Per quel che riguarda la danza, possiamo affermare che negli ultimi cinque anni c'è stata una trasformazione, in termini di partecipazione e di appropriazione da parte di un pubblico di età differenti, che neanche noi potevamo aspettarci quando abbiamo iniziato ad organizzare i primi laboratori alla presenza dei testimoni della tradizione. Pensiamo che sia comunque importante continuare ad operare in questo ambito, per scovare nuovi testimoni di altri stili di saltarello e per evitare che, con la sua diffusione, si perda la diversità che fino a qui si è conservata.
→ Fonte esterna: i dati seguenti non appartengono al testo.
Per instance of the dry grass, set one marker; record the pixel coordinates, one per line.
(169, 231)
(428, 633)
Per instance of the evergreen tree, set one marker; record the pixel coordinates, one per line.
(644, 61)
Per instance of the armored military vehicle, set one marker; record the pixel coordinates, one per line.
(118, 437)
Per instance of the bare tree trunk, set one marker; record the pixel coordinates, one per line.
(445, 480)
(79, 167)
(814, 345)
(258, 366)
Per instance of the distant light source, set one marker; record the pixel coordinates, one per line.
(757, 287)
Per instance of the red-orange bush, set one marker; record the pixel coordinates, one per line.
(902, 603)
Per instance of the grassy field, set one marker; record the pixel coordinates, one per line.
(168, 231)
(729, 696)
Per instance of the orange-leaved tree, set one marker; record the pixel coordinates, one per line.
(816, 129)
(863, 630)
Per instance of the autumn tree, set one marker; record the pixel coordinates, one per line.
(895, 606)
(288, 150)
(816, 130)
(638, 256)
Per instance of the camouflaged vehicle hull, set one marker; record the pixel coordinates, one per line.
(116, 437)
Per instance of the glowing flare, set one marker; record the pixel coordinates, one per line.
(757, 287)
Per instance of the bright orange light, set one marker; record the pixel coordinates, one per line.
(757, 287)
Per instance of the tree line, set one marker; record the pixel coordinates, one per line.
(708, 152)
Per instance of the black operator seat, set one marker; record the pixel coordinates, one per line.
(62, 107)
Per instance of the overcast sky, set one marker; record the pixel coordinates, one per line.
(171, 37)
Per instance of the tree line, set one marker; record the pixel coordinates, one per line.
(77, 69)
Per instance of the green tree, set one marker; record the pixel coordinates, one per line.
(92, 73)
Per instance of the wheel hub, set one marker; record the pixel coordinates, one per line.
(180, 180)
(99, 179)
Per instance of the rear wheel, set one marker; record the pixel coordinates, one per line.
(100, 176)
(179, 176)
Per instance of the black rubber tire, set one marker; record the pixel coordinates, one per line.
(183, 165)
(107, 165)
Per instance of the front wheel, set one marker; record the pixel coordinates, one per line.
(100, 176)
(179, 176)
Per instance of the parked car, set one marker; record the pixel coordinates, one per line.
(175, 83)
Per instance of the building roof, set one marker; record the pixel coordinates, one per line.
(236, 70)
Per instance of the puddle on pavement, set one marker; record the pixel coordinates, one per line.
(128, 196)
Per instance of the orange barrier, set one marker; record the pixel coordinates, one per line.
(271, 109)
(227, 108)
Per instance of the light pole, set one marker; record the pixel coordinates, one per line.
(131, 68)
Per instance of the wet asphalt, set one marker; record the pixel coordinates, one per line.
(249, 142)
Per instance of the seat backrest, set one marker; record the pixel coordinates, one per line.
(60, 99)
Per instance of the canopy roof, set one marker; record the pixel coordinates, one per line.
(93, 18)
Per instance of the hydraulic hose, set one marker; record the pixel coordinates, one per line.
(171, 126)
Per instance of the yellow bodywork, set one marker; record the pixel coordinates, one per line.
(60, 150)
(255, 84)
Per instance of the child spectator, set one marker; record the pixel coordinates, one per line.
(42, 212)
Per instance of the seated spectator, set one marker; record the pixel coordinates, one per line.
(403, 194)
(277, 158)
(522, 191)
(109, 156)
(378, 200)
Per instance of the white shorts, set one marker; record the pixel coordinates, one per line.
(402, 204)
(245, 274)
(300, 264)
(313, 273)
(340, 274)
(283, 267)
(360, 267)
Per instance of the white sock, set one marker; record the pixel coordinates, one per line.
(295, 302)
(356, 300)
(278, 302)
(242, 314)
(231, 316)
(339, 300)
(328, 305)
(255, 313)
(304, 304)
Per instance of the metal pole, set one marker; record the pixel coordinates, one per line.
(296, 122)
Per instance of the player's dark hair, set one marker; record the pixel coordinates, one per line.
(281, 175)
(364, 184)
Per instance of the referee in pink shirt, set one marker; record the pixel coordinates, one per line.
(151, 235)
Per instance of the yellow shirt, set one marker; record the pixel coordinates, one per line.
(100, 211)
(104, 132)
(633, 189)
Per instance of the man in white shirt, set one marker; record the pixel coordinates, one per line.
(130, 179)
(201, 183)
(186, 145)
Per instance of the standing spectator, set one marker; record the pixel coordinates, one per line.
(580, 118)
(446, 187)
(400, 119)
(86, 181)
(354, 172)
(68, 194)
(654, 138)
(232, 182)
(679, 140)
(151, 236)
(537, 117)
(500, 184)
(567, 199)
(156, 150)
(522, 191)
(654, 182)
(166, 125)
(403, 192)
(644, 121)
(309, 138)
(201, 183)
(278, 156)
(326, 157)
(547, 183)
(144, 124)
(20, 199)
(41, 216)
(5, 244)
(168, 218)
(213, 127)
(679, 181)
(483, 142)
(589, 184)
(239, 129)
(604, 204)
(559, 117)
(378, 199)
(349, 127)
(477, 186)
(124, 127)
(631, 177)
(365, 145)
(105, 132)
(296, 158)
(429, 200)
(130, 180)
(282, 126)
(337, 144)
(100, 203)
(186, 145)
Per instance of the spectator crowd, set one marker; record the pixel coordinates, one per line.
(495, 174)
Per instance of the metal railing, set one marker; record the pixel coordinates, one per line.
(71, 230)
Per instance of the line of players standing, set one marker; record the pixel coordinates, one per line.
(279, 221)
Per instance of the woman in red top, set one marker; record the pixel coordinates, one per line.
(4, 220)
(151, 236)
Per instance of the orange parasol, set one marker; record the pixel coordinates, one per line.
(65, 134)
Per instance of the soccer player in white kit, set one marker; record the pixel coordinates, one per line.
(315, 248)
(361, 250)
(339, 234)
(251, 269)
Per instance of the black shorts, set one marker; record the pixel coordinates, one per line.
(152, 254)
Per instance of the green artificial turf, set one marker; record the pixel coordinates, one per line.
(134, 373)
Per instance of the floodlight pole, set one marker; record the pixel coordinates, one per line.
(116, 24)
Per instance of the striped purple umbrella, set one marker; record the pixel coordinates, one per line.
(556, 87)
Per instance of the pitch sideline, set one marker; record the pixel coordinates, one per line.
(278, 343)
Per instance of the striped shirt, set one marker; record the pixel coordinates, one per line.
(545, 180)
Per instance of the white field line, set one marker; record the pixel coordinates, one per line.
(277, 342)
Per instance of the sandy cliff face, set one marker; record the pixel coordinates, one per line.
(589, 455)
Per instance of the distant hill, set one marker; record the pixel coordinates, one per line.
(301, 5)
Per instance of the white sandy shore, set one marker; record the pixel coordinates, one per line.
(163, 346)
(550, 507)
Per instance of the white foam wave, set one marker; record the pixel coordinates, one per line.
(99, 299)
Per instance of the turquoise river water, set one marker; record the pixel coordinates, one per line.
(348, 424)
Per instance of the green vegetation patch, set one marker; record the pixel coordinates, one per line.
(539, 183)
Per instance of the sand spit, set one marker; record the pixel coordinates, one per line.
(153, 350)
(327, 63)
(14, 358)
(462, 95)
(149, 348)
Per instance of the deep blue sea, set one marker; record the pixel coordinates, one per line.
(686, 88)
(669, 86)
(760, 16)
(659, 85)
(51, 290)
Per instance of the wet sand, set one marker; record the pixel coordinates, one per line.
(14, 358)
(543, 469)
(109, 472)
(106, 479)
Per quel che riguarda il suono con violino e violone ed il canto a sole voci, rimane ancora tutto da fare, anche se, per la prima delle due emergenze, speriamo che con il "progetto violone", avviato quest'anno, riusciremo a recuperare la costruzione e incentivare l'utilizzo di questo particolare strumento un tempo più diffuso sul territorio regionale ed ora limitato alla sola area fabrianese.
Sin dalle prime attività da noi organizzate abbiamo operato cercando di creare occasioni di incontro aperte al pubblico con i testimoni della tradizione. Portare a conoscenza di tutti e restituire al territorio ciò che, man mano, andavamo conoscendo è stato il senso del nostro operare nel corso di questi anni. Non ci appartiene l'idea dell'appropriazione di questo o quel testimone della tradizione. Riteniamo che danza, suono o canto tradizionali non appartengano a chi li trova e, in senso stretto, neanche al testimone che li custodisce e li trasmette. Appartengono invece alla comunità, anche se questa, purtroppo, spesso può arrivare ad ignorarne o, addirittura, rinnegarne il significato.
La restituzione alla comunità di quanto raccolto sul territorio è uno dei motivi che ci ha spinto a realizzare anche questo disco sulla tradizione. Un altro motivo è il voler offrire un riconoscimento a tutti coloro che abbiamo conosciuto nel corso di questi anni, che ci hanno accolto con gentilezza e disponibilità, che ci hanno mostrato quel che conoscevano, che ci hanno fatto capire che è sì importante quello stornello, quel giro di organetto, quel passo di danza, ma che è ancora più importante la modalità con cui tutto questo viene trasmesso e il contesto in cui ciò si realizza. Un ultimo motivo è quello di stimolare tutti gli altri che hanno raccolto, nel tempo, documenti sulla tradizione musicale e coreutica marchigiana a pubblicarli e renderli disponibili e consultabili, magari in quel centro di documentazione sulla cultura orale al quale stiamo pensando da tempo e che auspichiamo possa diventare presto operativo presso la biblioteca di Moie di Maiolati Spontini.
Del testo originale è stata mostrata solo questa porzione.